Drama students at Tahoe Truckee High School are readying for one of their most challenging performances yet.

This evening the curtain will open on “A Midsummer Night’s Dream,” the first of William Shakespeare’s plays to be presented by the high school’s drama department.

“The hardest part was the pronunciation and trying to figure out what everything meant,” said Wyatt McCall, a junior playing the role of Puck, a mischievous servant with a knack for chaotic comedy. “I had never read Shakespeare before, so it was quite a new experience, but it was enjoyable. A lot of the words used don’t even exist anymore, so [getting the audience to understand] is a lot about body acting.”

“A Midsummer Night’s Dream,” the Bard’s original wedding play, is a complex comedy of two couples caught in a 14th century love triangle in which one bride must choose between her lover, a nunnery or a death sentence. Chaos ensues when an angry father-in-law, a love potion, and a band of mythical forest creatures are thrown into the mix.

“My favorite character is definitely Puck. He is this creature like a Hobbit who is cunning and always messing things up,” said Ryan Baumann, a senior who plays King of the Fairies. “He’s conniving and he makes the plot more complicated, which draws everyone in.”

Mastering the Midsummer Night was no small feat. Actors and actresses worked to develop their vocabularies, unravel complex plots, and mold their characters for weeks.

But all the hard work paid off, the cast said, and the production is sure to be a fresh experience for audiences.

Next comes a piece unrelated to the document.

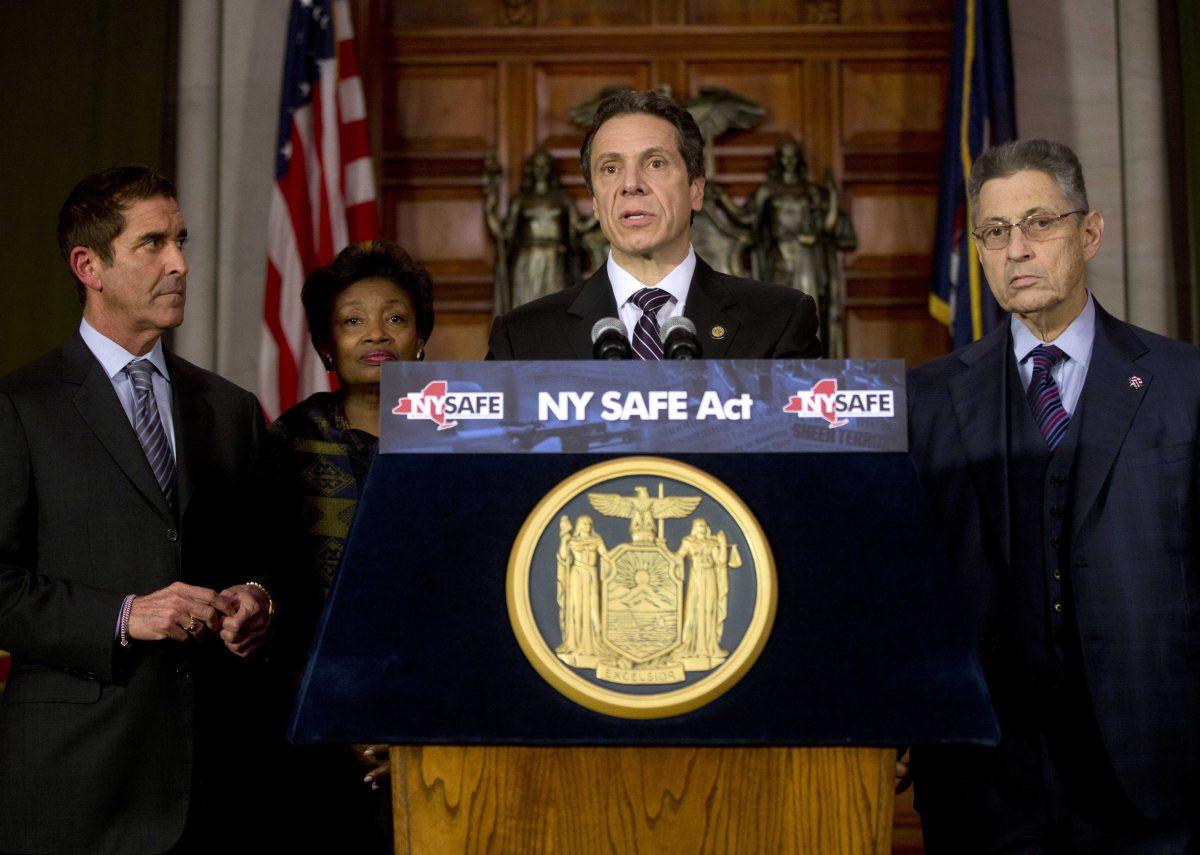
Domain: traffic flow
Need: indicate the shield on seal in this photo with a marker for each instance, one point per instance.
(641, 601)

“One character is bewitched and has his head turned into a donkey’s head, and there’s a cat fight and some sword fights,” said Laurel Patterson, a senior playing the part of Hermia, a character torn between the man she loves and the man her father wants her to marry. “The audience will love the play’s physical comedy because it’s something that everyone can relate to.”

– Shakespeare’s A Midsummer Night’s Dream will open this evening at 6:30. The play will start at 7 p.m.

– Tickets are $5 for students and $7 for adults.

– The play will also show at the same time this Saturday evening, Nov. 12, and again on Friday, Nov. 17 and Saturday, Nov. 18.